In SAL animals, after VV, the fraction area of normal alveoli increased, thus resulting in a reduction of pulmonary vascular resistance, as shown by the increase in the ratio between pulmonary artery systolic acceleration time and pulmonary artery systolic ejection time. This is expected in a normal capillary density scenario (Overholser et al., 1994); however, similar behavior was not observed in ELA animals. After VV, even though the fraction area of normal alveoli increased, pulmonary vascular resistance may have increased as well, thus leading to enlargement of right ventricular end-diastolic area. The relationship between pulmonary vascular resistance and lung volume is “U-shaped,” where the lowest pulmonary vascular resistance values are closer to functional residual capacity (Simmons et al., 1961). In elastase-induced emphysema, arterial remodeling occurs, with increased elastolysis in the vessel wall (Wills et al., 1996). Furthermore, hyperinflated and collapsed alveoli may not receive adequate blood flow, due to vascular compression and hypoxic vasoconstriction, respectively; thus, blood flow could be driven toward normal alveoli. After VV, there was likely a better airflow distribution across the airways, which may have led to improved lung volume distribution, since there was no change in total lung volume as detected by EELV measurements. We hypothesized that, after lung volume redistribution, a reduction in alveolar hyperinflation and recruitment of alveolar collapse occurred, alongside a slight decrease in size of normal alveoli, resulting in increased pulmonary vascular resistance, as indirectly measured by echocardiographic analysis (ratio between pulmonary artery systolic acceleration time and pulmonary artery systolic ejection time, and right ventricular end-diastolic area). This effect can move the point from the lowest pulmonary vascular resistance at functional residual capacity to the right side of the curve, thus increasing the pulmonary vascular resistance by alveolar vessel distortion. Additionally, during VV, the higher frequency of increased tidal volume and plateau pressure in a fixed time course may lead to increased pulmonary vascular resistance, especially in the presence of vessel wall changes.

In SAL animals, VCV, but not VV, led to increased mRNA expression of interleukin-6, amphiregulin, and vascular endothelial growth factor compared to NV. In this line, an in vitro study reported that exposure of normal cultured epithelial cells to increased stress and strain results in cell membrane disruption and death (Tschumperlin and Margulies, 1999). In non-injured lungs, VV reduced stress and strain, preventing inflammation, alveolar stretch, and endothelial damage. In ELA, no difference was observed between VV and VCV regarding interleukin-6 mRNA expression, suggesting that mechanical ventilation per se induces activation of lung inflammation. In the emphysematous lung, which tends to be more structurally fragile (Suki et al., 2013), moderate and high tidal volumes (based on the normal distribution with a 30% coefficient of variation) during VV could increase lung inflammation.
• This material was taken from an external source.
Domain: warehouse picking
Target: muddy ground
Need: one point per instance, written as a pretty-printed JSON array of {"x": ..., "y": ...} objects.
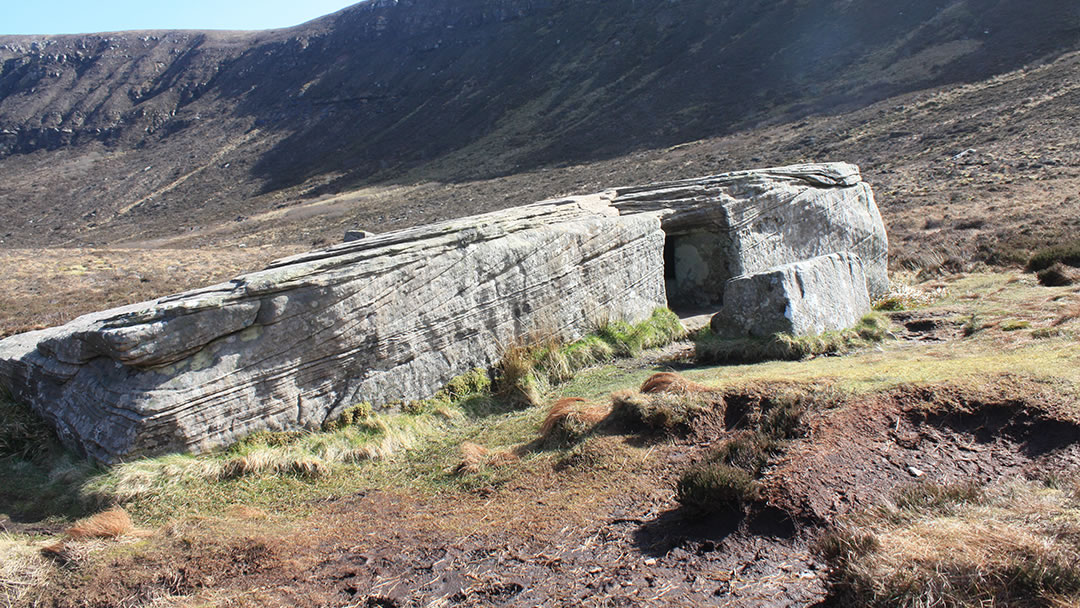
[{"x": 599, "y": 525}]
On the other hand, VV resulted in beneficial biological effects through an increase in surfactant protein-D expression, which is in agreement with previous experimental findings in experimental ARDS (Thammanomai et al., 2013). We may speculate that application of variable stretch to alveolar epithelial cells led to mechanotransduction toward intracellular signaling and cytoplasmic reorganization in an attempt to restore surfactant production (Roan and Waters, 2011).